Pada masa rezim orde baru, kepemimpinan Soeharto kala itu merupakan masa sulit bagi pergerakan perempuan dalam melakukan ekspansi karena dibawah control pemerintah secara penuh. Kala itu beberapa organisasi perempuan yang sudah terbentuk berhasil dimatikan, salah satunya Gerakan Wanita Indonesai (Gerwani) yang muncul pada pertengahan abad ke-20 dengan gebrakan revolusionernya yang mencampurkan sosok Srikandi yang progresif dengan peran tradisional perempuan sebagai ibu.
Perempuan dituntut untuk menciptakan keluarga yang bahagia dan sejahtera seperti yang termaktub dalam Panca Dharma Wanita. Sedangkan Panca Dharma Wanita tersebut sangat membatasi ruang gerak perempuan, domestifikasi dan depolitisasi perempuan dengan hanya mengurusi suami, anak dan rumah tangga. Masa orde baru merupakan masa kelam bagi pergerakan perempuan, dan tumbangnya beberapa organisasi perempuan yang cukup berpengaruh, berhasil dilumpuhkan.
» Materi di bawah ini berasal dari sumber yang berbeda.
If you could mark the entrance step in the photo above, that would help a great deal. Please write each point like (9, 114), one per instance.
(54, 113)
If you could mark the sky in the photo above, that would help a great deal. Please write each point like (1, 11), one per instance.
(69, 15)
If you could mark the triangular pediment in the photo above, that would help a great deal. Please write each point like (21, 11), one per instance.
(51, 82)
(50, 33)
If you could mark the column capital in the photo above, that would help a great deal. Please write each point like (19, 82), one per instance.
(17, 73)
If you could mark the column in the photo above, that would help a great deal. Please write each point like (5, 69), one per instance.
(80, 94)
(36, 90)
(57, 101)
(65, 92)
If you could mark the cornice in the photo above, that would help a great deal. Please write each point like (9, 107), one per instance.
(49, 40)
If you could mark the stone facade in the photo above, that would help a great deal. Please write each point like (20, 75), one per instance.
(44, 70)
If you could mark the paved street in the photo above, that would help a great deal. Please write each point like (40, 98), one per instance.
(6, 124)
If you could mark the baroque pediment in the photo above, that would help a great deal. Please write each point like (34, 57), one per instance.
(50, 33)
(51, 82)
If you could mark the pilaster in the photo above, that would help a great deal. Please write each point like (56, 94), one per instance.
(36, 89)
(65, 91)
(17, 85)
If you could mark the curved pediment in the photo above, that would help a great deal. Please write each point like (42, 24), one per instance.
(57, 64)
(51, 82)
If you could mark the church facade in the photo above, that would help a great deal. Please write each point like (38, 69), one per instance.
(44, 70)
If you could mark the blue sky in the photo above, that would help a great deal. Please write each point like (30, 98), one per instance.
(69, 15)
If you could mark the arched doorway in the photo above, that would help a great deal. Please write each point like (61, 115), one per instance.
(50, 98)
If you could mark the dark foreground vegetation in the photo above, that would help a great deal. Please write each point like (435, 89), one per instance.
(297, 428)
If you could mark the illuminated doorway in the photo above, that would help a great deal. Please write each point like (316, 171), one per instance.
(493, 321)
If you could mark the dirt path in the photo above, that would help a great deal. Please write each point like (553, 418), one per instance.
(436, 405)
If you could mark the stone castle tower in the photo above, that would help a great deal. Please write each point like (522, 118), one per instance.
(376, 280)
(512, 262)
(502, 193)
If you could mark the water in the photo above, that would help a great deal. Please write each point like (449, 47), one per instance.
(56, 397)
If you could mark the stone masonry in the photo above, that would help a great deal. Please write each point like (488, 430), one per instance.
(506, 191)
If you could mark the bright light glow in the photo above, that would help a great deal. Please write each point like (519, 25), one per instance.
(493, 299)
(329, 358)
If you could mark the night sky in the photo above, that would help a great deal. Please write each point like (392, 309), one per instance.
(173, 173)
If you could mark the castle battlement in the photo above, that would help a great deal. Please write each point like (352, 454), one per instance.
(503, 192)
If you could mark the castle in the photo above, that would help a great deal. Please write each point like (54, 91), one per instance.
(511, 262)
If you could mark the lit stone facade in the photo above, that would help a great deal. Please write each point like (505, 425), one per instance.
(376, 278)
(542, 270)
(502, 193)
Memoar tentang napak tilas perjuangan atas segala ketidakadilan akan hak-hak perempuan, menyisahkan beragam bentuk pengajaran dan warisan juang yang melekat pada diri. Sejarah yang menjadi pijakan awal dalam melanjutkan risalah perjuangan terdahulu dan membangun gerakan pembaharuan sebagai bentuk respon sosial atas segala permasalahan yang semakin kompleks. Mengingat, angka kekerasan terhadap perempuan saat ini semakin meningkat.
Merujuk pada CATAHU ( Catatan Tahunan ) 2020, sepanjang tahun 2019 tercatat ada 431.471 kasus kekerasan terhadap perempuan yang terdiri dari 421.752 kasus yang ditangani oleh Pengadilan Agama, 14.719 kasus yang ditangani oleh lembaga mitra pengada layanan di Indonesia, dan 1.419 kasus dari Unit Pelayanan dan Rujukan ( UPR ) Komnas perempuan (sumber; Jurnal Perempuan).
Tentunya masalah ini tak hanya ditujukan kepada kaum perempuan sendiri namun merupakan masalah bersama ( laki-laki dan perempuan ). Maka dari itu, diperlukan kerjasama dengan entitas sosial lain yang memiliki kepekaan terhadap persoalan perempuan.
Runtuhkan budaya patrialistik yang masih mengakar, hasil dari kontruksi sosial yang berimplikasi pada pembagia kerja berbasis jenis kelamin. Gerakan perempuan adalah gerakan yang tercetuskan sebagai bentuk perlawanan atas budaya dan sistem yang cenderung patrialistik dan menindas.
Tumbuh dan Mekar!
Bunga-bunga Revolusi
Penulis: Asrini, mahasiswa Universitas Muhammdiyah Makassar aktif di IMM.